Attardons-nous sur ce mot.
S’il recouvre l’expression la plus large du peuple, il est
alors - hélas diront certains - l’incarnation de la démocratie.
Laquelle, garante des libertés et de l’Etat de droit, autorise aussi
l’expression de son contraire, pour autant qu’il y ait le contrepoids
d’une Constitution protectrice. Reste que c’est une trop bonne fille qui
ne rejette personne et laisse ses prédateurs abuser d’elle, voire la
violer, ou pire encore tenter de la tuer. Peut-on alors asséner qu’une
majorité des gens se trompent gravement ? C’est tentant, mais au nom de
quelle supériorité morale ou intellectuelle ? Faut-il mépriser les peu
instruits, les non-diplômés qui votent Trump, donc "mal" ? Dans un
entretien avec Pierre Nora, et reparu en livret après son récent décès,
Alain Decaux refuse cette ségrégation sociale : " J’ai toujours été
frappé, lorsque j’étais invité à des débats dans des usines par exemple,
par la qualité du public et l’intérêt des questions posées. Cela ne
vole pas bas du tout, et ceci chez les gens les plus simples. "

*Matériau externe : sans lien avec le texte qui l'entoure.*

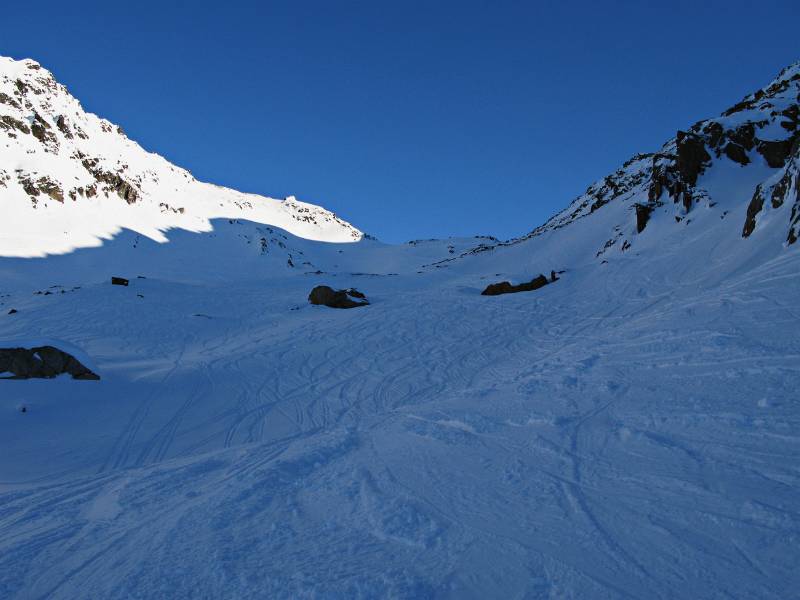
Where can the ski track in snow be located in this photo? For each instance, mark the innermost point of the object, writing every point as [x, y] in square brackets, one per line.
[638, 441]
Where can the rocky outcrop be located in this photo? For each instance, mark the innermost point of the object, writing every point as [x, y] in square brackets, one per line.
[781, 189]
[755, 206]
[326, 296]
[643, 212]
[504, 287]
[43, 362]
[113, 181]
[692, 157]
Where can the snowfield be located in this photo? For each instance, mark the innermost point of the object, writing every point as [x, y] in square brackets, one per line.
[631, 430]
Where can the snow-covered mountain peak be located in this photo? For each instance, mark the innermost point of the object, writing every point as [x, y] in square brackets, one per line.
[714, 175]
[70, 179]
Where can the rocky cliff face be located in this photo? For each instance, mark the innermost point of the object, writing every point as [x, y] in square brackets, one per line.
[759, 134]
[69, 179]
[743, 165]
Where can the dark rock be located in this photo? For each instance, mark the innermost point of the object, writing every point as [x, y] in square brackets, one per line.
[744, 136]
[61, 123]
[10, 123]
[736, 153]
[327, 296]
[42, 362]
[504, 287]
[775, 153]
[643, 212]
[692, 156]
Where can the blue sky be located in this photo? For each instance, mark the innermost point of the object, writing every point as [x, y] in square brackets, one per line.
[410, 119]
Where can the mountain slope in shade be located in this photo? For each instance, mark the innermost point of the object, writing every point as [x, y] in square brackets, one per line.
[69, 179]
[717, 169]
[628, 430]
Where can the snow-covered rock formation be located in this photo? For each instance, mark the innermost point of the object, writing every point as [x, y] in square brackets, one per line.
[69, 179]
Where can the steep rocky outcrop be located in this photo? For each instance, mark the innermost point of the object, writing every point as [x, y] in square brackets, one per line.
[779, 192]
[760, 131]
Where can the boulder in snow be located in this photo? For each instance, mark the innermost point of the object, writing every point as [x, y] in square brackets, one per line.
[42, 362]
[327, 296]
[504, 287]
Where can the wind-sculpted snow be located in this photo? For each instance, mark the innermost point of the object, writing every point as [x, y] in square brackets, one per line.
[618, 434]
[631, 431]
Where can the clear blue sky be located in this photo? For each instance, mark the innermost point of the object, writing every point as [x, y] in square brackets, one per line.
[410, 119]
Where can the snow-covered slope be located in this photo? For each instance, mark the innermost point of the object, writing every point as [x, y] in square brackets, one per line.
[708, 173]
[630, 430]
[69, 179]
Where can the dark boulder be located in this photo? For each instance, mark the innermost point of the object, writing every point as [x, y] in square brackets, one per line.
[504, 287]
[326, 296]
[642, 216]
[755, 206]
[42, 362]
[736, 153]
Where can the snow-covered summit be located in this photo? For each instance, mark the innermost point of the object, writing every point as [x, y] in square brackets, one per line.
[69, 179]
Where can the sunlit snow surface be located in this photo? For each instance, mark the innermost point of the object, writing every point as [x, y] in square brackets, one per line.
[631, 430]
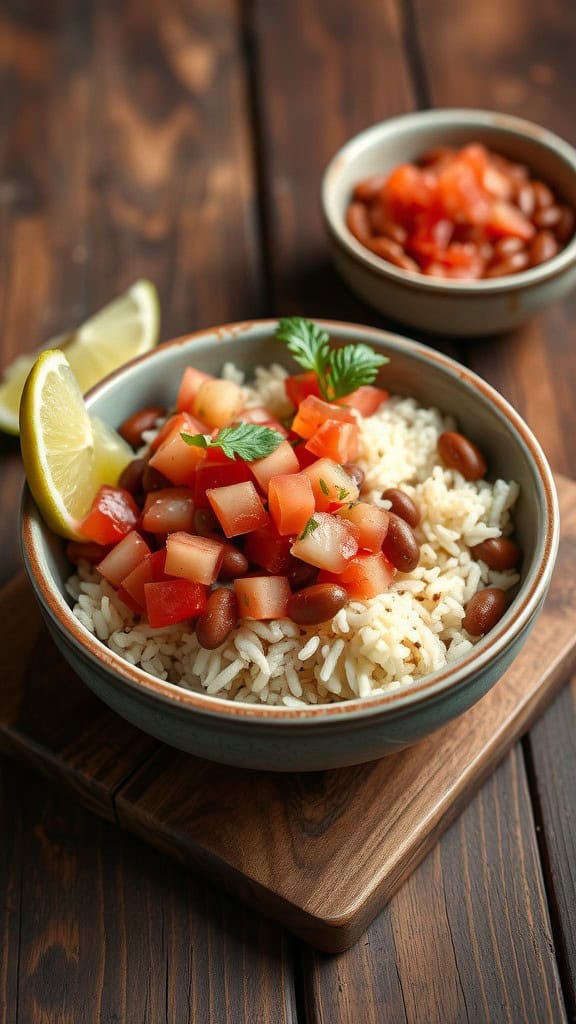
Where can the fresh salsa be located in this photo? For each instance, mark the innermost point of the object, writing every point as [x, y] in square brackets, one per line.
[229, 514]
[460, 213]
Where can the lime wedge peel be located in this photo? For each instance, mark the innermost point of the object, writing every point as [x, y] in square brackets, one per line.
[67, 455]
[125, 328]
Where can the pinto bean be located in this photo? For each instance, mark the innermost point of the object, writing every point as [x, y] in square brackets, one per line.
[317, 603]
[218, 619]
[355, 472]
[498, 553]
[542, 247]
[484, 609]
[457, 452]
[402, 505]
[131, 475]
[400, 545]
[132, 428]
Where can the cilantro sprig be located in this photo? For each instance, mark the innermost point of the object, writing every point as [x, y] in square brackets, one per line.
[248, 440]
[339, 371]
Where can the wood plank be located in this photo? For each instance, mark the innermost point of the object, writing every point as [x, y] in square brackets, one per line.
[112, 931]
[455, 946]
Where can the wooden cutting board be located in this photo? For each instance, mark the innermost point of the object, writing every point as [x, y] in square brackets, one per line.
[320, 852]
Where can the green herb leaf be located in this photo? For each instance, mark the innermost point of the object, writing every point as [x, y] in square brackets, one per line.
[249, 440]
[339, 371]
[310, 527]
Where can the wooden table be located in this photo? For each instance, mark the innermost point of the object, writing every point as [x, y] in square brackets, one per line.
[184, 142]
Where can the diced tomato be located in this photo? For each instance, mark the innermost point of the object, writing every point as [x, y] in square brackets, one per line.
[266, 548]
[190, 385]
[372, 523]
[193, 557]
[367, 576]
[173, 458]
[314, 412]
[113, 514]
[262, 597]
[151, 569]
[331, 484]
[172, 601]
[238, 508]
[168, 510]
[123, 558]
[290, 502]
[218, 474]
[298, 386]
[328, 543]
[507, 219]
[366, 399]
[87, 551]
[339, 441]
[282, 460]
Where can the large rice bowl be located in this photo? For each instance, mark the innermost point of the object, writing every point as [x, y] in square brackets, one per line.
[369, 647]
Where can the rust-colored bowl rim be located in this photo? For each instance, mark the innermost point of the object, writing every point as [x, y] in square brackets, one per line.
[447, 679]
[450, 118]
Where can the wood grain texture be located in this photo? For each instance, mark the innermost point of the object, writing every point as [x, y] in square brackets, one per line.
[286, 844]
[455, 946]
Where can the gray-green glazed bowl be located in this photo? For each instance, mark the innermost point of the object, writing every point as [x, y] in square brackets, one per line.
[464, 308]
[330, 735]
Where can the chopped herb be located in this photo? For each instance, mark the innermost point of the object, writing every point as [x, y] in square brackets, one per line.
[310, 527]
[249, 440]
[339, 371]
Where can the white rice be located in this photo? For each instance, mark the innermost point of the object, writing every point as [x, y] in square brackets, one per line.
[369, 647]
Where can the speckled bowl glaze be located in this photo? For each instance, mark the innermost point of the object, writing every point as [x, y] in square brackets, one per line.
[329, 735]
[454, 307]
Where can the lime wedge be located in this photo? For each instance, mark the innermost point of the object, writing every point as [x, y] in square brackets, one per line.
[125, 328]
[67, 455]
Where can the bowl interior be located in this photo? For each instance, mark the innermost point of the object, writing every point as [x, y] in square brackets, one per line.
[413, 370]
[380, 148]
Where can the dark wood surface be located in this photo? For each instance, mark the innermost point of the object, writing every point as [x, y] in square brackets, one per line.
[184, 142]
[322, 853]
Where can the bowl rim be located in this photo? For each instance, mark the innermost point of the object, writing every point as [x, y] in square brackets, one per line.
[448, 117]
[428, 687]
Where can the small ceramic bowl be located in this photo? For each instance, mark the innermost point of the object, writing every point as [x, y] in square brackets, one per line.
[317, 736]
[454, 307]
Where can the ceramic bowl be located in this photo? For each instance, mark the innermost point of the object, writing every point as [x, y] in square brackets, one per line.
[454, 307]
[329, 735]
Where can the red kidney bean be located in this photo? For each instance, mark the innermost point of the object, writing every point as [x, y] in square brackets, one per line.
[218, 619]
[358, 222]
[234, 562]
[300, 574]
[542, 196]
[402, 505]
[400, 545]
[484, 609]
[131, 475]
[509, 264]
[459, 453]
[392, 252]
[355, 472]
[548, 216]
[507, 246]
[542, 247]
[132, 428]
[206, 523]
[564, 229]
[317, 603]
[526, 199]
[498, 553]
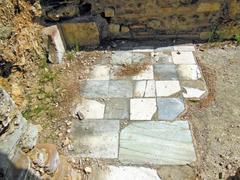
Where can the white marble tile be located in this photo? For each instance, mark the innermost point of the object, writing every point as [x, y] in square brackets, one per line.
[157, 142]
[144, 89]
[189, 72]
[121, 57]
[90, 109]
[142, 108]
[95, 138]
[100, 72]
[167, 88]
[161, 58]
[193, 93]
[146, 74]
[184, 48]
[183, 57]
[123, 173]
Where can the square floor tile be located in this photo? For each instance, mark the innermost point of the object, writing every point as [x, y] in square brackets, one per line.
[117, 108]
[141, 57]
[116, 74]
[95, 138]
[104, 58]
[121, 57]
[100, 72]
[157, 142]
[91, 109]
[167, 88]
[94, 88]
[145, 74]
[189, 72]
[120, 88]
[165, 72]
[144, 88]
[142, 108]
[170, 108]
[161, 58]
[183, 57]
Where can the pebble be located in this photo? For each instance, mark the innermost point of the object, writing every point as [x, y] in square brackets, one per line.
[80, 115]
[87, 170]
[70, 147]
[220, 175]
[66, 142]
[68, 123]
[229, 166]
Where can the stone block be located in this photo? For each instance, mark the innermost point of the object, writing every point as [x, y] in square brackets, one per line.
[95, 139]
[80, 34]
[158, 143]
[209, 7]
[56, 46]
[170, 108]
[123, 173]
[114, 28]
[125, 29]
[142, 108]
[109, 12]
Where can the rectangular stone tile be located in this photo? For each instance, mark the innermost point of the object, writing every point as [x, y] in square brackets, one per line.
[157, 142]
[144, 89]
[123, 173]
[117, 108]
[165, 72]
[167, 88]
[170, 108]
[145, 74]
[183, 57]
[95, 138]
[104, 59]
[189, 72]
[120, 88]
[100, 72]
[94, 88]
[164, 49]
[121, 57]
[142, 108]
[184, 48]
[91, 109]
[194, 90]
[115, 73]
[143, 49]
[141, 57]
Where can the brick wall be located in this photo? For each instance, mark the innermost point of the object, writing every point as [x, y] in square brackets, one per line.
[135, 19]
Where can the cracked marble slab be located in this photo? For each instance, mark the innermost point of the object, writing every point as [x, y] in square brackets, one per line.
[157, 142]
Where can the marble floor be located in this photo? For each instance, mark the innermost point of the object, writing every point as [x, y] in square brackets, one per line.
[149, 102]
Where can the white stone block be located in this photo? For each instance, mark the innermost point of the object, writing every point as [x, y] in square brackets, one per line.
[142, 109]
[167, 88]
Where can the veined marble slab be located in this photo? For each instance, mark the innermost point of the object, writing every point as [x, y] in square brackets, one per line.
[157, 142]
[95, 138]
[123, 173]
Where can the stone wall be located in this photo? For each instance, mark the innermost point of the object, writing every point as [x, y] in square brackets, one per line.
[134, 19]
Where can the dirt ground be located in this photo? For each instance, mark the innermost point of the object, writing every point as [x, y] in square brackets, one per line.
[216, 120]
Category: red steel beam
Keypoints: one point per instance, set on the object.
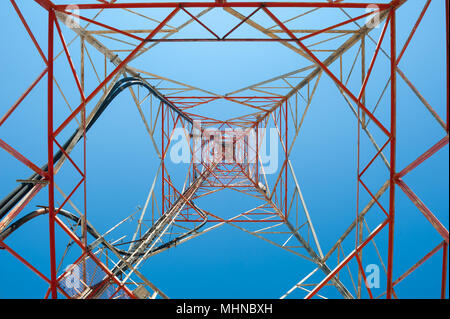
(382, 6)
(391, 218)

Alors pourquoi cette sorte de crispation collective alors que les
problèmes à régler n’ont jamais été si vastes, complexes et cruciaux ?Peut-être parce qu’ils le sont, justement ! Et que nous surestimons la capacité du pouvoir à exercer le… pouvoir, à peser sur les événements et les structures économiques. Les ouvriers du Hainaut en font l’amère expérience : le pouvoir économique et son arrogance triomphante, quoique souvent aveugle, pèse davantage que les gouvernements. Tout comme le poids de l’Histoire des pays de l’Union européenne qui entrave à présent sa crédibilité dans le désenchantement. Régis Debray parle du " dernier mythe idéaliste des survivants de la guerre de 1939-1945 " .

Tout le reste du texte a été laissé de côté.